If you’re not familiar with the term “emotional load”, you will probably still recognise what I’m talking about. It’s that feeling of remembering about a thousand things at once: the doctor’s appointment that needs to be booked, that play date you were meant to reciprocate, the ingredients for dinner that need to be bought and the phone bill that still has to be paid.
In our culture, unfortunately it is women that present more with the fatigue and burnout of emotional load, but there are men experiencing it too. Usually if the male in a relationship is the main breadwinner, which is still often the norm in our society, then the female is the one carrying the emotional load.
Some women talk about how it prevents them sleeping properly, and how they feel caught up a repetitive rat race that no one is winning.
What is the problem
Part of the problem, it seems, is the lack of value and recognition that the emotional load (does not) receive. We are not living in a world where household chores and managing the house are recognised, even though these are things that contribute to the emotional and physical well being of family members.

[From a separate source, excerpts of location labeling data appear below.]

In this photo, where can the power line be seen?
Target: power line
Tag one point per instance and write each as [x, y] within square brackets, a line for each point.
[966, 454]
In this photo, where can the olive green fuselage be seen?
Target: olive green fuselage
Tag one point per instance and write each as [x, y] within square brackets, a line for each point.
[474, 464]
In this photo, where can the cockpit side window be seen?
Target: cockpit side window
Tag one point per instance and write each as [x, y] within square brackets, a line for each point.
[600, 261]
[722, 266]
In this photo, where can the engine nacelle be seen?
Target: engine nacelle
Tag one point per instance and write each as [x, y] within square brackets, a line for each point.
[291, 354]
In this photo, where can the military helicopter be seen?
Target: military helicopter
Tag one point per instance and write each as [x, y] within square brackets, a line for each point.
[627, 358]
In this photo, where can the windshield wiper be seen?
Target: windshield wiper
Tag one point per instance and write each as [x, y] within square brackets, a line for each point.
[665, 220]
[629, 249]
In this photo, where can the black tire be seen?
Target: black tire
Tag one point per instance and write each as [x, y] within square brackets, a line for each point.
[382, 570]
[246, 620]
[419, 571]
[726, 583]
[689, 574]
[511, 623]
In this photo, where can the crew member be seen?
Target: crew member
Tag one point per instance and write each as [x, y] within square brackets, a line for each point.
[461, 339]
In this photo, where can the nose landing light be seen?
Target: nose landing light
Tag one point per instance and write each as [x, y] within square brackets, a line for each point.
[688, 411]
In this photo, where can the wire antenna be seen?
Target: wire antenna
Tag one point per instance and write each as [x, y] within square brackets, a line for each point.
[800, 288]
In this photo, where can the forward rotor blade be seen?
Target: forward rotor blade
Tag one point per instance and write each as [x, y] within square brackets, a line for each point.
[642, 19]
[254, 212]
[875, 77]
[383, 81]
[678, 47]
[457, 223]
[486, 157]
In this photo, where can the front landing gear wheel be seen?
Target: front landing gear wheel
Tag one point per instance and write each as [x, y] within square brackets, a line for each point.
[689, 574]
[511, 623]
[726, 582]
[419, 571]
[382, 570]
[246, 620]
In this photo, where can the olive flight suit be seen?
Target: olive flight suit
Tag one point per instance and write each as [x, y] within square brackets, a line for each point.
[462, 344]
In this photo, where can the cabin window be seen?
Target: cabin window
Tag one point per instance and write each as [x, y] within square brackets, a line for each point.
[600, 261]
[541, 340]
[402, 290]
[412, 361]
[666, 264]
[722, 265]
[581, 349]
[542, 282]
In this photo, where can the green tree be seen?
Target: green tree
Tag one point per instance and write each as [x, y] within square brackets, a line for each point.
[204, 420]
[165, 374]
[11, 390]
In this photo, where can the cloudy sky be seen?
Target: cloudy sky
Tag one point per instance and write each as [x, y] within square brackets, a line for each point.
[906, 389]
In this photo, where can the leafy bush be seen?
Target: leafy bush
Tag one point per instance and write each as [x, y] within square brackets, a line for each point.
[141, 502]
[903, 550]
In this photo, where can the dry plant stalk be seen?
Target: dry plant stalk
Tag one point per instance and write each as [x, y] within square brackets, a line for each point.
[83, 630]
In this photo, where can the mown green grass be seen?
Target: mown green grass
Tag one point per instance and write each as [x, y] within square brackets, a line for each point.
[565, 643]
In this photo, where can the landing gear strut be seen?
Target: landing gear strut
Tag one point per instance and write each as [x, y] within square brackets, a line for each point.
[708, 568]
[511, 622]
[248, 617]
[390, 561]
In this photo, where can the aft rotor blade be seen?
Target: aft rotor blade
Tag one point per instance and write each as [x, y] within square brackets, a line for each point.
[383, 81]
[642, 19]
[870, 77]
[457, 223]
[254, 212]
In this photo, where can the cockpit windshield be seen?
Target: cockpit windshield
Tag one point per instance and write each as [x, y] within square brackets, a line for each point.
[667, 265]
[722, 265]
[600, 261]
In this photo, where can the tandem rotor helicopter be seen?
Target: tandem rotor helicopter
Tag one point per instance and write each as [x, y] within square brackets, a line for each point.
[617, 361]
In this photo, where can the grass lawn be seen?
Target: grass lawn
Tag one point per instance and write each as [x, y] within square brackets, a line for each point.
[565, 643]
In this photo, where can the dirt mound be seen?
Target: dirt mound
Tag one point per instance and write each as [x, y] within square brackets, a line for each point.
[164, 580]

A lot of us would have learned this stuff from our parents, growing up in more traditional homes compared to today, where the woman was at home and “in charge” of that domain.
So what can be done? Here are some handy, “real life” examples:
- Ask for help, or delegate – ask your partner, or involve children in chores, what works for your family routine?
- Check in with yourself: you need to feed the relatives that are arriving tonight, but you’ve been chasing your tail all day, so a takeaway over a home cooked meal is a better option
- Keep a shopping list on the fridge – that way family members are involved in noting it down when something runs out; my kids are particularly good at remembering ice cream and tomato sauce!
- Be honest about your own emotional load and why it exists – do you like feeling in control or maybe you’re a bit of a perfectionist? Maybe you need to practice letting go a bit more, or if that is difficult for you, seek some help.